David Watford (born June 16, 1993) is an American former professional football player who was a quarterback in the Canadian Football League (CFL). He played college football for the Virginia Cavaliers for three seasons before transferring to Hampton Pirates.

== Early life ==
Watford attended Hampton High School in Hampton, Virginia.

==Professional career==
===Philadelphia Eagles===
Watford went undrafted in the 2016 NFL draft. He signed with the Philadelphia Eagles as a wide receiver on July 27, 2016. He was waived on September 3, 2016, and was signed to the practice squad the next day. He signed a reserve/future contract with the Eagles on January 2, 2017. He was waived on August 26, 2017.

===Saskatchewan Roughriders===
On October 9, 2017, Watford was signed to the Saskatchewan Roughriders' practice squad as a quarterback. Watford made his professional debut for the Roughriders the following season in the second half of the Riders Week 3 loss to the Montreal Alouettes. Watord, who came on to replace an ineffective Brandon Bridge, completed 10 of 22 pass attempts for 108 yards, throwing one touchdown and two interceptions in the game. Watford struggled in limited playing time in 2018, completing 15 of 32 pass attempts for 168 yards with one touchdown and two interceptions. In the playoffs where the Roughriders were eliminated in their lone game against Winnipeg in the West Division semi-final, Watford recorded one rush for 6 yards. Additionally he was brought in for the final play where he threw a desperation deep pass which was intercepted.

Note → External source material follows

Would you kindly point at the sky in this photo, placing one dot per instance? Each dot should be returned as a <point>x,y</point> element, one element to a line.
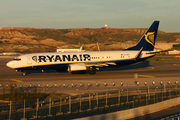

Watford was unable to beat out free agent addition Cody Fajardo during the 2019 preseason, and was cut on June 8.

===Hamilton Tiger-Cats===
On July 29, 2019, after a season-ending injury to starting QB Jeremiah Masoli, the Tiger-Cats announced that they had signed Watford. Watford provided depth to Hamilton, served as a short yardage rusher who scored 6 touchdowns during 12 games played, and in garbage time in Hamilton's season finale, brought the team in range for a game winning field goal; Hamilton's win was meaningless for playoff seeding purposes which had been settled weeks prior, but it did further establish a franchise best record of 15–3. Watford had two more rushing touchdowns in the Eastern final, a victory which advanced Hamilton to the CFL championship game. During the 107th Grey Cup, Watford was stopped short on a third and short rush, one of many stops made by Winnipeg's defensive line for a Blue Bomber victory.

Watford was released by the Ti-Cats in June 2021, but rejoined the team during the regular season. Following a series of injuries to quarterbacks Masoli and Evans, on September 16, 2021, Watford was named the starter for Hamilton's week 7 game against the Calgary Stampeders. Watford led Hamilton to a win in his first career start thanks to a simplified game-plan. Watford failed to lead a touchdown drive, but only threw 3 incompletions on 22 attempts, and was also Hamilton's leading rusher for the game. Watford started the next game as well, a victory over the Ottawa Redblacks, before returning to a backup and situational rushing role. Watford played 6 games overall in 2021 until Masoli and Evans both returned from injury. Watford completed 40 passed out of 57 attempts with one touchdown and no turnovers, plus 24 rushes for 96 yards.